Bonhoeffer’s Search for Theology Grounded in Action
On Thursday, October 8, 2015, Charles Marsh delivered the 14th Annual Prophetic Voices Lecture entitled “Bonhoeffer’s Transformative Encounters with the American Prophetic Tradition.” The event was hosted by the Boisi Center for Religion and American Public Life at Boston College. The Boisi Center website has available an exclusive interview with Marsh, the video and photos of the presentation, a summary of the lecture, and suggested reading related to Bonhoeffer’s experience with America’s faith landscape.
In the interview, Marsh details:
Bonhoeffer is, in a profound sense, a theologian for our time. He speaks to us as a theologian with extraordinary training in not only modern intellectual thought but in biblical studies and in church history. He’s erudite and knowledgeable of the tradition in all of its richness.
At the same time, he’s asking and has the courage to ask probing and disarming questions about what it means to live in a world where we don’t need the idea of God as a hypothesis to resolve most issues related to science and everyday life. What does it mean to think about God at a time when the Western Christian project has become myopic and impoverished?
Bonhoeffer spoke of a world come of age, of a religionless Christianity.
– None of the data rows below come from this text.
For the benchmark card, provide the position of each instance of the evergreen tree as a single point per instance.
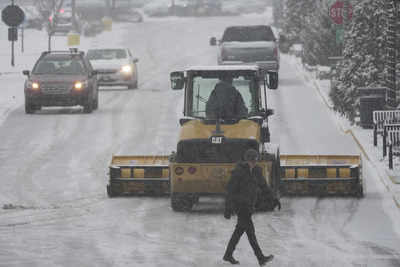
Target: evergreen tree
(364, 55)
(296, 14)
(319, 36)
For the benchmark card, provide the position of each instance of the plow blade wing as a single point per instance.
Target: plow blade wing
(326, 175)
(138, 175)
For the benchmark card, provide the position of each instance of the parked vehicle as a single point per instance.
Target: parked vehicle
(61, 78)
(61, 22)
(33, 18)
(254, 44)
(115, 67)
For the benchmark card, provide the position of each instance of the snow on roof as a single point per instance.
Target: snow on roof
(223, 68)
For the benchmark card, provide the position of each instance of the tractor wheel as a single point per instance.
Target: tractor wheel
(110, 192)
(181, 202)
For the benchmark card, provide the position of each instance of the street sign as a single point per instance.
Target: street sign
(12, 34)
(12, 15)
(339, 35)
(337, 12)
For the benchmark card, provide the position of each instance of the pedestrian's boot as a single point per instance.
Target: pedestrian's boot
(230, 259)
(264, 259)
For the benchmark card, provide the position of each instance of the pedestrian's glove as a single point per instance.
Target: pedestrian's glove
(277, 203)
(227, 214)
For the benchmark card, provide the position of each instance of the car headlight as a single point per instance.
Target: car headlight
(127, 69)
(79, 85)
(33, 85)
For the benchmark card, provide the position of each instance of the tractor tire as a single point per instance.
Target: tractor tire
(110, 192)
(182, 202)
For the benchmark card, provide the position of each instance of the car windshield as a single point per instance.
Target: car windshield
(106, 54)
(248, 34)
(203, 85)
(68, 65)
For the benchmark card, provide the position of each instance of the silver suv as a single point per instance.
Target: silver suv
(61, 78)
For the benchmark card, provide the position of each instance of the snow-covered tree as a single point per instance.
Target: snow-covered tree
(319, 36)
(364, 55)
(296, 13)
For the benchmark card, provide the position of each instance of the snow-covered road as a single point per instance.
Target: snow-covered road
(54, 165)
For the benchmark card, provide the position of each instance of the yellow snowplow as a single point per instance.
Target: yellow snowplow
(138, 175)
(321, 175)
(209, 147)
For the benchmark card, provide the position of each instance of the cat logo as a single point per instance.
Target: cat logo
(218, 173)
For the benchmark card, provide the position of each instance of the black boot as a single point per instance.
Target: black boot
(230, 259)
(264, 259)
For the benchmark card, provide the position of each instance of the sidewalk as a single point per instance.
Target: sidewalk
(363, 137)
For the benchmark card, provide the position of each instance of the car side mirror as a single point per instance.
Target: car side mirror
(177, 80)
(213, 41)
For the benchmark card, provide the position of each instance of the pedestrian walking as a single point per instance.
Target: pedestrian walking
(245, 184)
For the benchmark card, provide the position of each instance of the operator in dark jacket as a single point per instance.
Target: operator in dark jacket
(243, 189)
(225, 101)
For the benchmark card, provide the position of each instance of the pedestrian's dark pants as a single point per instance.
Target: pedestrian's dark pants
(244, 224)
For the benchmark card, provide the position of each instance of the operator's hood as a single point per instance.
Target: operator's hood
(197, 129)
(53, 78)
(109, 64)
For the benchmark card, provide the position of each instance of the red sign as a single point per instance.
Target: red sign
(337, 12)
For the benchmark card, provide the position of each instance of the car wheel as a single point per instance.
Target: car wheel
(133, 85)
(88, 106)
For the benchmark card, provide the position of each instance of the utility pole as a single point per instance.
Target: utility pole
(73, 7)
(392, 31)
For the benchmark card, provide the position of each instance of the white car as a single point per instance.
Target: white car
(115, 67)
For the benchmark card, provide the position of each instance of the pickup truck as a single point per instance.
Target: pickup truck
(250, 45)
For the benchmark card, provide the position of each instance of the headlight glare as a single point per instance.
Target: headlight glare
(78, 85)
(126, 69)
(35, 85)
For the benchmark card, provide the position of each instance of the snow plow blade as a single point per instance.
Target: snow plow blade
(327, 175)
(138, 175)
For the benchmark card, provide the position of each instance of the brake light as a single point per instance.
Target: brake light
(35, 86)
(192, 170)
(179, 170)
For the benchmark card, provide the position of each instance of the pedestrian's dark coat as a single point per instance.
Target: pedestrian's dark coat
(244, 188)
(225, 102)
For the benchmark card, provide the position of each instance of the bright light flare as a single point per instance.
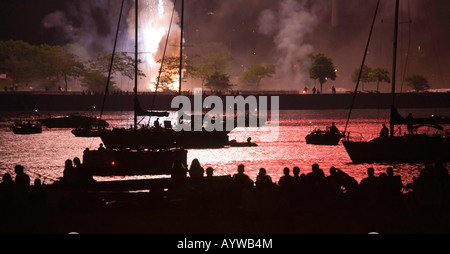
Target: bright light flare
(154, 21)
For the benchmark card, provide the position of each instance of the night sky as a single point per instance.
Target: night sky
(262, 31)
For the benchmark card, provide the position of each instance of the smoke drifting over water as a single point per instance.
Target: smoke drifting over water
(282, 33)
(155, 17)
(88, 23)
(290, 26)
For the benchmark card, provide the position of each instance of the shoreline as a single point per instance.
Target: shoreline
(77, 101)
He wanted to know how to re-experience the mystery and power of the Gospel in a time when the language of the faith has been so profaned and so misused and eviscerated of mystery and power.
To view the resources related to the lecture, including the lecture and interview, visit the Boisi Center’s website here.
Charles Marsh is the Commonwealth Professor of Religious Studies and the director of the Project on Lived Theology at the University of Virginia. His research interests include modern Christian thought, religion and civil rights, Dietrich Bonhoeffer, and lived theology. His publications include Strange Glory: A Life of Dietrich Bonhoeffer (2014) and God’s Long Summer: Stories of Faith and Civil Rights (1997), which won the 1998 Grawemeyer Award in Religion.